With that library, an ssl server would accept the client's certificate only
when the latter is issued by the very same CA issuing the server one.
Since most csync2 users are of course using self-signed certificates, when
they attempt setting up an csync2 ssl connection, of course the first thing
they do is to use different self-signed certificates for each csync2 node
(which infact would be reasonable). But this means that the certificate in
the server node would of course be issued from a different CA with respect
to all the other nodes (of course: it is self-signed!).
One could think to have two options then:
a) using the same self-signed certificate on all nodes;
b) setting up a CA, issuing the related certificate, and using that to sign
each node's certificate.
Unfortunately, I guess b) doesn't work because there is no way in csync2 to
say which is the CA's certificate (you can only specify the server one),
while it would be important in SSL world because it is the only way to let
the nodes verify peer's certificate issuer.
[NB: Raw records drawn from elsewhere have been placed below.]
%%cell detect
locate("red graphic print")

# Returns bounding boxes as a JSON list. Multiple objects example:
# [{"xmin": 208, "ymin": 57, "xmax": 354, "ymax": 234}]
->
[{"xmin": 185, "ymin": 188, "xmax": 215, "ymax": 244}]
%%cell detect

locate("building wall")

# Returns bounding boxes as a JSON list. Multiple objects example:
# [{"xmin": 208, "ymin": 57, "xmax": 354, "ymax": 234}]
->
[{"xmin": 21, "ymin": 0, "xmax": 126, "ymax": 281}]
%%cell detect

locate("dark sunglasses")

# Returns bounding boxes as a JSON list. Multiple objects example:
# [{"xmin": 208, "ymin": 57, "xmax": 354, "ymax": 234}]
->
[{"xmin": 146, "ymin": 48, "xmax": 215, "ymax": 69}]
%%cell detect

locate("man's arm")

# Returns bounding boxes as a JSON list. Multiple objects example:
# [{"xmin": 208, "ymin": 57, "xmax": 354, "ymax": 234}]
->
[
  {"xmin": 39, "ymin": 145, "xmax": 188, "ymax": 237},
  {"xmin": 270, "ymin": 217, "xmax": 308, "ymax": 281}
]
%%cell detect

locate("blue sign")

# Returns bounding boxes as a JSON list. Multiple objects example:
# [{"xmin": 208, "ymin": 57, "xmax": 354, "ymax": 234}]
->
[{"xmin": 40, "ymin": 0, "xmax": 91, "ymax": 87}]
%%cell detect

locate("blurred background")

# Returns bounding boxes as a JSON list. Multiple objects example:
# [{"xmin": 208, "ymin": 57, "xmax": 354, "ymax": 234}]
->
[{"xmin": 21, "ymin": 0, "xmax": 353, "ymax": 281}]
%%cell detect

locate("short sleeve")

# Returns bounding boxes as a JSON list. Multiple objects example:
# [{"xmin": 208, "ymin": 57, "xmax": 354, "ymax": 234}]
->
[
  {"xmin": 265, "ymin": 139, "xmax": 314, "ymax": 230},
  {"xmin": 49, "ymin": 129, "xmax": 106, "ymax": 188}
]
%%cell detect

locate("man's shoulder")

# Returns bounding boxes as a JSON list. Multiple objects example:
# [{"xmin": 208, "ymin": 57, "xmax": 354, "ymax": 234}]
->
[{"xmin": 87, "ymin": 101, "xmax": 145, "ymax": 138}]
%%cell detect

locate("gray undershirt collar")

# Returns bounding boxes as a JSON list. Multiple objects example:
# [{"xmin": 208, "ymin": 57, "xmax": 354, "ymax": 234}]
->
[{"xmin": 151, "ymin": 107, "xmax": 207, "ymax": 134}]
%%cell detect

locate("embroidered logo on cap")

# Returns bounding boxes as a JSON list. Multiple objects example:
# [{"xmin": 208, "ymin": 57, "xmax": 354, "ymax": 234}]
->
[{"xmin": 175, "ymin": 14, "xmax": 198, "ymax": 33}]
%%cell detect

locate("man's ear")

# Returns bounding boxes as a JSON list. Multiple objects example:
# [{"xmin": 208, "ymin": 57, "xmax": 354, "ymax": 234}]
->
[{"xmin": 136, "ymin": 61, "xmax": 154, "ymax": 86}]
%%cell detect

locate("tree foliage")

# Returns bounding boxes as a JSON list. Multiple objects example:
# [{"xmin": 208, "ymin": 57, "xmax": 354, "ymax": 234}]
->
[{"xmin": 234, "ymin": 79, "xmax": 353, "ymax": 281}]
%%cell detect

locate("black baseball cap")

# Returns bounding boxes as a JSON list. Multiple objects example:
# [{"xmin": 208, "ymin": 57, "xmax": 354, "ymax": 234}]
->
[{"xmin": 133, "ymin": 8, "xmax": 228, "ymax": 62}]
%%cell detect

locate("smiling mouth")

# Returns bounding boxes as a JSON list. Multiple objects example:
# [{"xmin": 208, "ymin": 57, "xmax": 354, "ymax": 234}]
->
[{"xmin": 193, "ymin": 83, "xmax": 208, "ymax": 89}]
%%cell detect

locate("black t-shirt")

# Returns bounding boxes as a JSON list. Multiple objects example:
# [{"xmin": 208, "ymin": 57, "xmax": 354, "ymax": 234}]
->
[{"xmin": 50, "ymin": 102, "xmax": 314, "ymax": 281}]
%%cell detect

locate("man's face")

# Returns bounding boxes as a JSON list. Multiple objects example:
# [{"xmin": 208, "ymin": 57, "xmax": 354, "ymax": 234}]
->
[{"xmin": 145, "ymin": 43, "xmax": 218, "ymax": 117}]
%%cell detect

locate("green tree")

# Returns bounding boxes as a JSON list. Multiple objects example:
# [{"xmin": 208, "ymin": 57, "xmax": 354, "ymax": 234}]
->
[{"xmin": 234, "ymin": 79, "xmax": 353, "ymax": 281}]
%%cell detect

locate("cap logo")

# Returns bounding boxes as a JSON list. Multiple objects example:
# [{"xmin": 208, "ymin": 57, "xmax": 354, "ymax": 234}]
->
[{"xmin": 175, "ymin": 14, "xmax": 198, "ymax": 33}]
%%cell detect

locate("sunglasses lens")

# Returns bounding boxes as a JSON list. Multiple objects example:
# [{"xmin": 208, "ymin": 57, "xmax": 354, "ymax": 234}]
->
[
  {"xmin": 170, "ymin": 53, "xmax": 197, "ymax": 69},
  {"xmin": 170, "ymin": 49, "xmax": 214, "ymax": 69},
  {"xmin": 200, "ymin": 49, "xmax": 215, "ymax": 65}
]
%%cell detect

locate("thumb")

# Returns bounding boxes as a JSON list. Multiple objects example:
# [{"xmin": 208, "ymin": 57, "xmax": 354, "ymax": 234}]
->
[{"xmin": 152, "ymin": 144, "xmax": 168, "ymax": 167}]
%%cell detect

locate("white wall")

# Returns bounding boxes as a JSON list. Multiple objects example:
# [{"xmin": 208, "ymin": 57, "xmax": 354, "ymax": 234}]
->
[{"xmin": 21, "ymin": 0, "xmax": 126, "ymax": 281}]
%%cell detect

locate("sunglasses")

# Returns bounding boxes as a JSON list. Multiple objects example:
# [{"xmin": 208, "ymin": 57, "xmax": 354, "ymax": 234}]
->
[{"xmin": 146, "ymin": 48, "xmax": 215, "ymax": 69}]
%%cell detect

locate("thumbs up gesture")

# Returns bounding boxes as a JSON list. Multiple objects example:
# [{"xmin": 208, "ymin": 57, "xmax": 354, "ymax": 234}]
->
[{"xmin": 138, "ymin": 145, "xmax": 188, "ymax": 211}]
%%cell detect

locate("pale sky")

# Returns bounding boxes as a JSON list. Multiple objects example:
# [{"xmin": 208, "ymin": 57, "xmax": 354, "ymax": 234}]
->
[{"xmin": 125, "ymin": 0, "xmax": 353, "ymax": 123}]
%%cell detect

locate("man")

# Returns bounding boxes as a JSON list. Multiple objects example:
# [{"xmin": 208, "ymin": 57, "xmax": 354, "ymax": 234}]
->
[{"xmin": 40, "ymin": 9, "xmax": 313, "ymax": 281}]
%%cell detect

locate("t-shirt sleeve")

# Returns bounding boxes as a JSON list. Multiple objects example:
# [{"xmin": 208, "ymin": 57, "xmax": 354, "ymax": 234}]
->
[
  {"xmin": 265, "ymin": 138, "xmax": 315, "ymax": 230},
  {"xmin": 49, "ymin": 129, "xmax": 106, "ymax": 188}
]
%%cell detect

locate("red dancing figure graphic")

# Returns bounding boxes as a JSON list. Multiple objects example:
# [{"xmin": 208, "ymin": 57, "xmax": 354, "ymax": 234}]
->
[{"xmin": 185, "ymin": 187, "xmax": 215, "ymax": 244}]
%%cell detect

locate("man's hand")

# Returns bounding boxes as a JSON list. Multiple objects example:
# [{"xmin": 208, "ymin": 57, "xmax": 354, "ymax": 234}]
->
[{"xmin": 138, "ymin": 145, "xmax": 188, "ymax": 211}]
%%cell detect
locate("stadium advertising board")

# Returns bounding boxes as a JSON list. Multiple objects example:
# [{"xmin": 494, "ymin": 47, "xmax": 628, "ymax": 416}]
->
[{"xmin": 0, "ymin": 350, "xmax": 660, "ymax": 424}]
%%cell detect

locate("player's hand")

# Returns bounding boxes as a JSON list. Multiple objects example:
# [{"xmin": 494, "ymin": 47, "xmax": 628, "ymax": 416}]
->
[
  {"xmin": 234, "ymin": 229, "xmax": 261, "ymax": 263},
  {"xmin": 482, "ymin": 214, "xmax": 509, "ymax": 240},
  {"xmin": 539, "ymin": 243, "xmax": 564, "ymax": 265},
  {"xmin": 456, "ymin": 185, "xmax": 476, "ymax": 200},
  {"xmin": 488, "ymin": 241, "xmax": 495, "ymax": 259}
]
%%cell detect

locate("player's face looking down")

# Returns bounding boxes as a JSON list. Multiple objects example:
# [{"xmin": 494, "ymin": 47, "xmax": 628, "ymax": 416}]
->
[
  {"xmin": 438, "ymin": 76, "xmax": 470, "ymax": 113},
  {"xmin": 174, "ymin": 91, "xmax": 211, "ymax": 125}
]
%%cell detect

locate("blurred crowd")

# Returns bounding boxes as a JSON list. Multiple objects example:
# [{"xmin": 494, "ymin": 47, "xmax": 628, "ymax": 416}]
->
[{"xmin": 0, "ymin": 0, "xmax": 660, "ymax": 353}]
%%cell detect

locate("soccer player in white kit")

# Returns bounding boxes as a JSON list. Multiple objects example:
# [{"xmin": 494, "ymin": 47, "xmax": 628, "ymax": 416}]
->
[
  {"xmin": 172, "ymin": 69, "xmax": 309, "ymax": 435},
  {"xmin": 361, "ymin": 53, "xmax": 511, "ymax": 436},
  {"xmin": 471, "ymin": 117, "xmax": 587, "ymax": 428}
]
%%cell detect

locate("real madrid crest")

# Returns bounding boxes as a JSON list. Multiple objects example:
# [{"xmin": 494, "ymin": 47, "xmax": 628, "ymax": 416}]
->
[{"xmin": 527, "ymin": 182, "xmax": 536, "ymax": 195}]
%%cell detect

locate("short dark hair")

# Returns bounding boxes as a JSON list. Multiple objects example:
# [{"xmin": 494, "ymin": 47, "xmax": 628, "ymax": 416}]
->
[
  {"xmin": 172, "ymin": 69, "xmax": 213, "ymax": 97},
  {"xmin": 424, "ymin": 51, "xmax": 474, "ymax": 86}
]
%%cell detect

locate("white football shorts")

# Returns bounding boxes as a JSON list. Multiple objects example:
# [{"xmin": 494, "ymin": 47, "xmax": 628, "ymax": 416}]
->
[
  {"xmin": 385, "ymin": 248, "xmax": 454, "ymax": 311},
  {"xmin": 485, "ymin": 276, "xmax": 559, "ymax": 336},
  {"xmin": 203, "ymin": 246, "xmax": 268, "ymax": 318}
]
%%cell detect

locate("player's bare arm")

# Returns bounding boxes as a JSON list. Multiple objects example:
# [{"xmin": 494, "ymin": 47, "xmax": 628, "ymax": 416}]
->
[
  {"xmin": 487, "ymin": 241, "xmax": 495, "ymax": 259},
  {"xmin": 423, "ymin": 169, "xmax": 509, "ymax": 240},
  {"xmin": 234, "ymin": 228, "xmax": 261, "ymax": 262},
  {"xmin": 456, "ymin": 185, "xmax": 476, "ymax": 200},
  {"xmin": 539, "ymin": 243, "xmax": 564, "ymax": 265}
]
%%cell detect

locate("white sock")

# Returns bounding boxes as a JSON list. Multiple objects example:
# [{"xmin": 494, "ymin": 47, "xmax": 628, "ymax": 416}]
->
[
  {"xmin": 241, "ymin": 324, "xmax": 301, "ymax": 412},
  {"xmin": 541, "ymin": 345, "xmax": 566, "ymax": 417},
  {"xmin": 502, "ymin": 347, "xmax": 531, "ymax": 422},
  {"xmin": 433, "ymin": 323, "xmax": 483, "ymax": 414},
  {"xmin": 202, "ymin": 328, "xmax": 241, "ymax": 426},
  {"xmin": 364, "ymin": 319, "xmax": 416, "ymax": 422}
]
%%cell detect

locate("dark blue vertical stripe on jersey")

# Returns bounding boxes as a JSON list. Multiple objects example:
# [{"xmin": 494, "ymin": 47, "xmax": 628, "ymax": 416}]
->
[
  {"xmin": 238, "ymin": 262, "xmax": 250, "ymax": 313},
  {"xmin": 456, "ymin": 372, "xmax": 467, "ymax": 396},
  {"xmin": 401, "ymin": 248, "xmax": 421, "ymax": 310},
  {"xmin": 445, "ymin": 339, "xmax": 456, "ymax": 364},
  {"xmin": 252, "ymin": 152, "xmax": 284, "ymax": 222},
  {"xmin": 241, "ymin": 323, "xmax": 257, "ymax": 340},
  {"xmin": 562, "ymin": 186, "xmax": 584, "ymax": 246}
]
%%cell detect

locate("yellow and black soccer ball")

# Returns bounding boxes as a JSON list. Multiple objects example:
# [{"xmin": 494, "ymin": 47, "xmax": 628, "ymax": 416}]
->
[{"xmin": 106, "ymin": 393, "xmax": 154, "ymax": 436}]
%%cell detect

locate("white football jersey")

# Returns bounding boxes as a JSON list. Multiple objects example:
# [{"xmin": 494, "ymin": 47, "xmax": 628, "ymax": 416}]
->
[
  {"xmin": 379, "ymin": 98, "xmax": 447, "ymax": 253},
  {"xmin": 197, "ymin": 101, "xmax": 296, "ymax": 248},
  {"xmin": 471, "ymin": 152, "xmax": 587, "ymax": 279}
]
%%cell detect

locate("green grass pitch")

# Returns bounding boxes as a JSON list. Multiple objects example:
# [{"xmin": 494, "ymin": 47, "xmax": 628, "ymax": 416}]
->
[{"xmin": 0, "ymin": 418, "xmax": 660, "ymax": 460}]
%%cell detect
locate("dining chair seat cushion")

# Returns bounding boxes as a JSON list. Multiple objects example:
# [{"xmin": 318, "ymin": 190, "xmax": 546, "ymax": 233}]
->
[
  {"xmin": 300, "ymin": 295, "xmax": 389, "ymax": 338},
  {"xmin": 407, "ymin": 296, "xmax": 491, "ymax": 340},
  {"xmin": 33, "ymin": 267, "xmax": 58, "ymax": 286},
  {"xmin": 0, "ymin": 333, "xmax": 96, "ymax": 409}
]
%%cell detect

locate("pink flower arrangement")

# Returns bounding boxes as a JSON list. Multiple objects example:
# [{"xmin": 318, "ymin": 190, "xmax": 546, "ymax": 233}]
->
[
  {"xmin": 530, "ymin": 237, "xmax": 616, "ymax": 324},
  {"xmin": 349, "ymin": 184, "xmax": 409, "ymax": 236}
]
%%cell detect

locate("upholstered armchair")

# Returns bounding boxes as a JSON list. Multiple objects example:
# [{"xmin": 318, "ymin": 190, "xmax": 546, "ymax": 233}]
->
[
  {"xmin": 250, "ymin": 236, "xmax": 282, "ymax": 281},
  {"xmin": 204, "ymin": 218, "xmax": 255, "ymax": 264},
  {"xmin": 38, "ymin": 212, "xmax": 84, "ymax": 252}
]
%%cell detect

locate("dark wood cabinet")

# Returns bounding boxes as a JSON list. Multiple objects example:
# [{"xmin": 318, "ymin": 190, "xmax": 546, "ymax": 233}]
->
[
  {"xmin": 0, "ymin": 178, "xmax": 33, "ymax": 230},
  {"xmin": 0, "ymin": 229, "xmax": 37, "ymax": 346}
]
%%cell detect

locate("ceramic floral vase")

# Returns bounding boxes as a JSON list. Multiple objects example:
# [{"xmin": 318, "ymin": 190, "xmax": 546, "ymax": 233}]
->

The problem here is that csync2 moved sometime from openssl to
gnutls-openssl (in the CVS you may find a pure gnutls solution), which
borrowed subtle differences in the certificate handling process.
> > The most important thing is that you are not allowed to enter any
> > data on the csr. If you type anything in the csr, it will fail.
I don't quite get this.
You mean that if you use a CSR (Certificate Signing Request) then csync2
refuses to use it?
This behavior would be the right one: a CSR is a pre-certificate and the CA
has to sign it to issue a real certificate.
> AFAICT i didn't, but thanks for the tip.